Sur le papier, la proposition de règlement émise par la Commission «visant à contrer le blocage géographique injustifié et d’autres formes de discrimination fondées sur la nationalité, le lieu de résidence ou le lieu d’établissement des clients dans le marché intérieur» a de quoi séduire. Lundi, pourtant, Étienne Schneider (LSAP), ministre luxembourgeois de l’Économie - tout comme ses homologues autrichien et polonais - a voté contre.

Bien que le texte affiche pour objectif que «les clients qui cherchent à acheter des produits et services dans un autre État membre, que ce soit en ligne ou en personne (hors-ligne) ne fassent pas l’objet de discriminations injustifiables en ce qui concerne l’accès aux prix, aux ventes ou aux conditions de paiement», il ne serait qu’«un échec» selon le ministre luxembourgeois qui estime qu’«il crée plus de problèmes qu’il n’en résout».

Contraindre les entreprises à se faire représenter devant 28 tribunaux nationaux.

Étienne Schneider, ministre de l'Économie

«Nous traitons les symptômes et pas la maladie», a assuré lundi Étienne Schneider devant ses homologues européens, réunis en conseil compétitivité. «La proposition repose sur l’existence de 28 marchés nationaux et paraît donc en contradiction avec les stratégies de marché unique et de marché unique numérique, car l’absence de géoblocage devrait être la conséquence de la disparition des barrières et non de leur confirmation.»

Au cœur du problème, du point de vue luxembourgeois, la volonté de la Commission d’obliger les entreprises européennes à respecter l’obligation de vendre à tous les citoyens installés au sein de l’Union, tout en les contraignant à se soumettre aux spécificités des lois des différents États membres.

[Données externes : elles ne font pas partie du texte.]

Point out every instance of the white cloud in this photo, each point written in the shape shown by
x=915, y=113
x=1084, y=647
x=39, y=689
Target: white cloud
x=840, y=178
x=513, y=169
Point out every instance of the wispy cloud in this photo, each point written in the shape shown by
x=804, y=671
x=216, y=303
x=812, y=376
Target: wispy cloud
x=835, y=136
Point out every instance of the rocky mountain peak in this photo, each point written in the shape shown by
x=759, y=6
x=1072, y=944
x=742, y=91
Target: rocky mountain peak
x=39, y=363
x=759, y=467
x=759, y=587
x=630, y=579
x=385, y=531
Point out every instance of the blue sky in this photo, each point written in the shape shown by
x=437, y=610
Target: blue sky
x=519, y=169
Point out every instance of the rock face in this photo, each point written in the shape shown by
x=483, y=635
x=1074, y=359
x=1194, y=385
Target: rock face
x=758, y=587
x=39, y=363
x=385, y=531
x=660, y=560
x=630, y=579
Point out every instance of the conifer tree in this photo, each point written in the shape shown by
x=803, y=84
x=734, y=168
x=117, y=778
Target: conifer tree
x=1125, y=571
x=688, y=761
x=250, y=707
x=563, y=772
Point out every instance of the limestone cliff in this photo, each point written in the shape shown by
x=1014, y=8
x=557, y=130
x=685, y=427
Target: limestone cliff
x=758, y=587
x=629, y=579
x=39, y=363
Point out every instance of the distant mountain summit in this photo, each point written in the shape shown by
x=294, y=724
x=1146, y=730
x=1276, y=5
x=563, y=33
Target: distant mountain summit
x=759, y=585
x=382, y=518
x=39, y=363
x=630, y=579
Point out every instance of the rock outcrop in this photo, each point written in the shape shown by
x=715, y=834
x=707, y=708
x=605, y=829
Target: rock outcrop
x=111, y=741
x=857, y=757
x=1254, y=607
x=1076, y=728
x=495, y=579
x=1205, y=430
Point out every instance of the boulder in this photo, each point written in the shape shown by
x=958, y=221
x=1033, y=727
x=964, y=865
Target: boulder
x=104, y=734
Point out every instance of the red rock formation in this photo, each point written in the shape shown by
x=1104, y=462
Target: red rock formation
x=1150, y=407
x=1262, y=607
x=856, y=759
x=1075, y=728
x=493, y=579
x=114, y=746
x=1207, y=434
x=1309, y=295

Autrement dit, mettre en place une incertitude juridique qui va «contraindre les 25 millions d’entreprises européennes à respecter tous les détails des 28 législations nationales et à devoir se faire représenter devant 28 tribunaux nationaux».

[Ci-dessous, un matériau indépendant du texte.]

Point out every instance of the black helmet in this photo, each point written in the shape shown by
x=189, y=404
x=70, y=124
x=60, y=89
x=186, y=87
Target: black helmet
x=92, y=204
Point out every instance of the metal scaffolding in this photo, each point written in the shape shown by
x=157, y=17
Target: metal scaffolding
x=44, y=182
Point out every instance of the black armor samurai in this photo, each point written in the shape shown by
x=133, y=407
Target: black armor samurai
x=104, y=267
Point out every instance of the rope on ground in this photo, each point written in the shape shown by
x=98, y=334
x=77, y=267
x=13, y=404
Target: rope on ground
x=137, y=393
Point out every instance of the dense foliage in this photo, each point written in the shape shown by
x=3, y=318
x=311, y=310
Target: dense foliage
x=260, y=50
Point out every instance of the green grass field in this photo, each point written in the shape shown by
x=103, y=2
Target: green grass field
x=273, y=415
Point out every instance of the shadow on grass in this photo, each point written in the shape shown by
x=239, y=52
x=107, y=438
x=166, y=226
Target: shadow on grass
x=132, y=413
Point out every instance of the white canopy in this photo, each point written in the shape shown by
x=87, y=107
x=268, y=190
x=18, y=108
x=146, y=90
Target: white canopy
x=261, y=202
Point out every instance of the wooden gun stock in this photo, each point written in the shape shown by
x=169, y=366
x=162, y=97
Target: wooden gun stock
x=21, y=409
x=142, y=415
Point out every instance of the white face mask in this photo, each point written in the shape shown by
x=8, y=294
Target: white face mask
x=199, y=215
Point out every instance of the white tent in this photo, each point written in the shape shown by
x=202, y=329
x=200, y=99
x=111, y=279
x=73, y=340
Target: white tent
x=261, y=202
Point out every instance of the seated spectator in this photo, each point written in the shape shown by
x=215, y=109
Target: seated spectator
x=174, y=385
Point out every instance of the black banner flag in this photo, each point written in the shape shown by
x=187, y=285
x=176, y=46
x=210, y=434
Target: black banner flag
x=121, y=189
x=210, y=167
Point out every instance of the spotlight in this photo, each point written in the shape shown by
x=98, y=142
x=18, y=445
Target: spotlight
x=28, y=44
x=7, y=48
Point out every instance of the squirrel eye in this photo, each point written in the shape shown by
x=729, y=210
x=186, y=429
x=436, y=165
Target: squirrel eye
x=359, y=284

80% des résidents achètent sur le net

Car en cas de litige entre un consommateur et une entreprise, le texte de la Commission prévoit le règlement du conflit par voie judiciaire, en vertu des lois en vigueur dans le pays du consommateur. Ce qui risque, selon Étienne Schneider, de limiter les possibilités de désenclavement souhaité notamment par les consommateurs du Grand-Duché en n’accordant pas de règles juridiques européennes communes aux entreprises. Et donc rendre obligatoire la vente dans tous les pays, mais pas la livraison.

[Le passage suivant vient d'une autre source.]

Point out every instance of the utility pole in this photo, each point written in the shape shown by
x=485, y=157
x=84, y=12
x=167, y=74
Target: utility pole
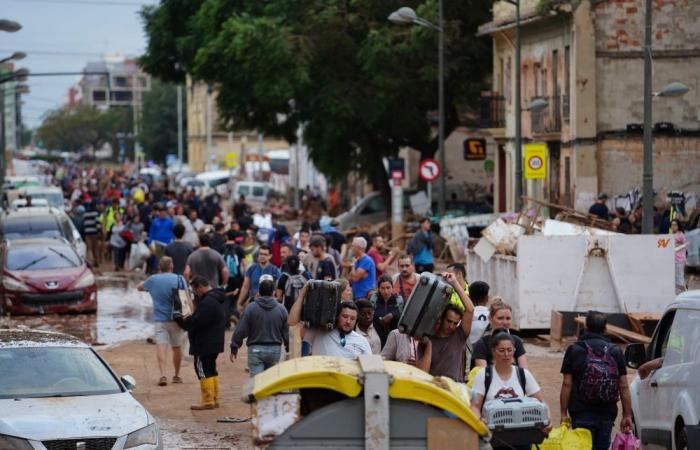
x=648, y=170
x=179, y=125
x=210, y=154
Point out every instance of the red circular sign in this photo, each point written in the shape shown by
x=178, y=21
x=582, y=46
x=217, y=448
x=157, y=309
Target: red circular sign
x=429, y=170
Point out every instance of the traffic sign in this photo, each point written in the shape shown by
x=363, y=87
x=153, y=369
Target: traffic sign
x=535, y=161
x=429, y=170
x=231, y=159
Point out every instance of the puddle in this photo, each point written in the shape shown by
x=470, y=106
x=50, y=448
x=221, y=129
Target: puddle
x=123, y=314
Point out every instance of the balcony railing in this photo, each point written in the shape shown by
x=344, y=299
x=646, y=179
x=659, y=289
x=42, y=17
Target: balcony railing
x=549, y=119
x=492, y=111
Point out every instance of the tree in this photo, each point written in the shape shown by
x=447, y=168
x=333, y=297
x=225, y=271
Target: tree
x=83, y=127
x=159, y=129
x=362, y=87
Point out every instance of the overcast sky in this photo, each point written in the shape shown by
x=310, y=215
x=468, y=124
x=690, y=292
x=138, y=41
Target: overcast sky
x=61, y=36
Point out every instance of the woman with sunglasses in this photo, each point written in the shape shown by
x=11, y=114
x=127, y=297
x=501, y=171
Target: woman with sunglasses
x=500, y=317
x=506, y=381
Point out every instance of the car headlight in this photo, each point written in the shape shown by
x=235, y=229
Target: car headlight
x=14, y=285
x=13, y=443
x=86, y=280
x=144, y=436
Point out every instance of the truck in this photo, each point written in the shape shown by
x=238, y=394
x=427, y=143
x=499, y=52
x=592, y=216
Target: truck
x=615, y=274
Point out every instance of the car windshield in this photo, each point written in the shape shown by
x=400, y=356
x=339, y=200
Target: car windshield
x=53, y=372
x=41, y=258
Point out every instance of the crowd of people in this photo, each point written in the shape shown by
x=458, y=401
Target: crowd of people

Avec 80% des internautes ayant effectué des achats sur internet en 2015 selon les données du Statec, le Luxembourg apparaît comme l’un des pays les plus intéressés par l’e-commerce, puisqu’il se classe en quatrième position européenne, derrière le Royaume-Uni (87%), le Danemark et l’Allemagne (82%). Mais la pratique, bien que répandue, se heurte fréquemment à des limitations. Selon la dernière étude de l’institut statistique luxembourgeois sur la question, publiée en février 2016, plus de la moitié des internautes (54%) ont déclaré avoir rencontré un problème lors de leur achat en ligne, alors qu’ils ne sont que 30% au niveau européen.

Les petits États sont clairement pénalisés.

Étienne Schneider, ministre de l'Économie

Principal écueil rencontré: l’impossibilité de faire livrer le produit acheté majoritairement dans un pays européen au Grand-Duché. Une situation qualifiée par le Statec de «problème luxembourgeois» car 32% des résidents adeptes du commerce électronique se sont plaints de cette situation en 2015. Contre 3% au niveau européen.

Contacté lundi soir par Paperjam.lu, Étienne Schneider estime que «cette décision n'est pas une bonne chose, aussi bien pour les PME que pour les consommateurs» et mise sur le Parlement européen afin de «tenter d'infléchir la situation pour le bien des petits États qui sont clairement pénalisés». Pour cela, il compte notamment sur Mady Delvaux (LSAP), eurodéputée «qui connaît le dossier et les enjeux du blocage géographique.»